Hey, even prisoners can see out of their cells.

I just don't understand.

Finally, though, I find myself most confused concerning recent events involving unruly citizens who failed to follow instructions being shot dead by law enforcement officials.

Just this week a police officer in a metropolitan Atlanta county pulled an erratic motorist over. The police officer instructed the citizen to stay in the vehicle and to keep his hands in plain view. According to televised news reports, the motorist jumped out of the car and approached the officer, making threatening gestures.

The cop shot him dead.

Now, I'm not the brightest crayon in the box. But if an armed policeman tells me to act in a certain manner, I comply. In these crazy times in which we live, police officers are at risk just by being in uniform in the public eye. So when an officer tells me to do something, I follow the Nike shoe slogan mantra: just do it.

But I guarantee you, there will be an inquest into the matter in the neighboring metro county. It'll turn into a witch hunt, and folks will try to portray the officer as the wrong-doer.
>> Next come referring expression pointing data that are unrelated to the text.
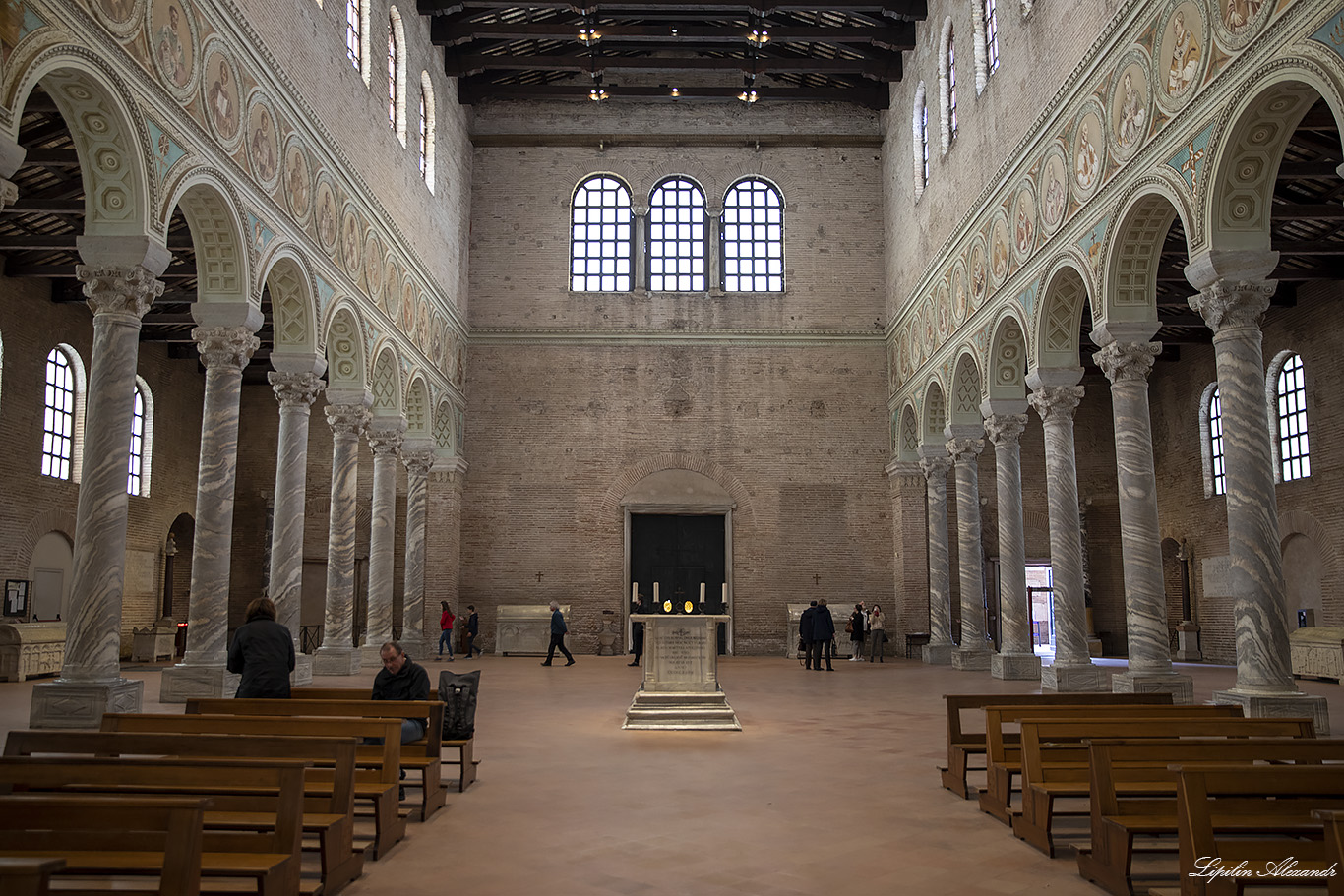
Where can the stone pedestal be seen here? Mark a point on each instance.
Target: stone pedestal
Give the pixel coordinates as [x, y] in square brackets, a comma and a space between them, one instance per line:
[1182, 687]
[680, 687]
[1074, 679]
[1277, 705]
[183, 683]
[81, 704]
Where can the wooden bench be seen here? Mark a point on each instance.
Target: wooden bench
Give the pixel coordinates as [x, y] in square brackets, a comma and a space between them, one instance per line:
[327, 817]
[465, 760]
[1260, 815]
[269, 859]
[423, 755]
[375, 782]
[964, 743]
[1055, 759]
[1003, 758]
[105, 836]
[1133, 793]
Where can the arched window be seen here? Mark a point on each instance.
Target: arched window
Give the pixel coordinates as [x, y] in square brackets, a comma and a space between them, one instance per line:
[753, 238]
[1289, 395]
[426, 131]
[58, 419]
[678, 237]
[1211, 441]
[142, 441]
[601, 224]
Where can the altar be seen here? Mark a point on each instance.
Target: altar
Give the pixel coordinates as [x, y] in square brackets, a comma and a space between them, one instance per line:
[680, 687]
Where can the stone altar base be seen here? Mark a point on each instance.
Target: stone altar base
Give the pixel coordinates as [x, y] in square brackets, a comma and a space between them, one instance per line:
[336, 661]
[970, 658]
[1080, 679]
[183, 683]
[1015, 667]
[680, 689]
[81, 704]
[1182, 687]
[1278, 705]
[937, 654]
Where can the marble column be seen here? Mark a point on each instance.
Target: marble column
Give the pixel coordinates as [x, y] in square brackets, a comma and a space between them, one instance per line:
[91, 682]
[224, 351]
[1127, 364]
[337, 656]
[296, 392]
[1016, 658]
[973, 652]
[935, 466]
[1234, 294]
[1057, 400]
[385, 436]
[418, 463]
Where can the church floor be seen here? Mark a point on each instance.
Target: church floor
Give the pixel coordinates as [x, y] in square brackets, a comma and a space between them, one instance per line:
[829, 788]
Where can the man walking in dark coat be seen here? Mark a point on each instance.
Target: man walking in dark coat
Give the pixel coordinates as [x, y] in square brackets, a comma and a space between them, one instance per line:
[805, 624]
[823, 630]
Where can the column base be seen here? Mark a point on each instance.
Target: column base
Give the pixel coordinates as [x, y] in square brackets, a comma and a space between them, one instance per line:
[336, 661]
[80, 704]
[303, 673]
[1182, 687]
[937, 654]
[970, 658]
[1281, 705]
[183, 683]
[1015, 667]
[1080, 679]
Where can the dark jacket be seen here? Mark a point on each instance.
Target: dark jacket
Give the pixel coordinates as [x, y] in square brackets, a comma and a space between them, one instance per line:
[264, 654]
[805, 624]
[411, 683]
[823, 627]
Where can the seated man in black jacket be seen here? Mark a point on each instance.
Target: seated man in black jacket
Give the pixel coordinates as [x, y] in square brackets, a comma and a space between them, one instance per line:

News reporters will feast on the proceedings, and officials not even remotely connected to the incident will make grandiose comments as if they were eye witnesses. And the cop, whose life was at risk, who gave clear instructions to the man who was threatening him, will go through a most difficult time as it plays out.

I just don't understand.

For you see, I know a lot of people. I mean, really, I know a lot of people. And of all those folks I know, only two are licensed and have hand guns with them at all times. Just two. And none of the folks I know would jump out of a vehicle and charge at a policeman while making threatening gestures. None of them.

Perhaps when I run into you on the square, or at Kroger, or over at Sharp Stadium, you can explain it to me. Otherwise I guess I'll just have to wait 'til the sweet bye and bye to know what makes some things tick.

But for now, I just don't understand.

Nat Harwell is a Newton County resident whose column appears Sundays in The Covington News.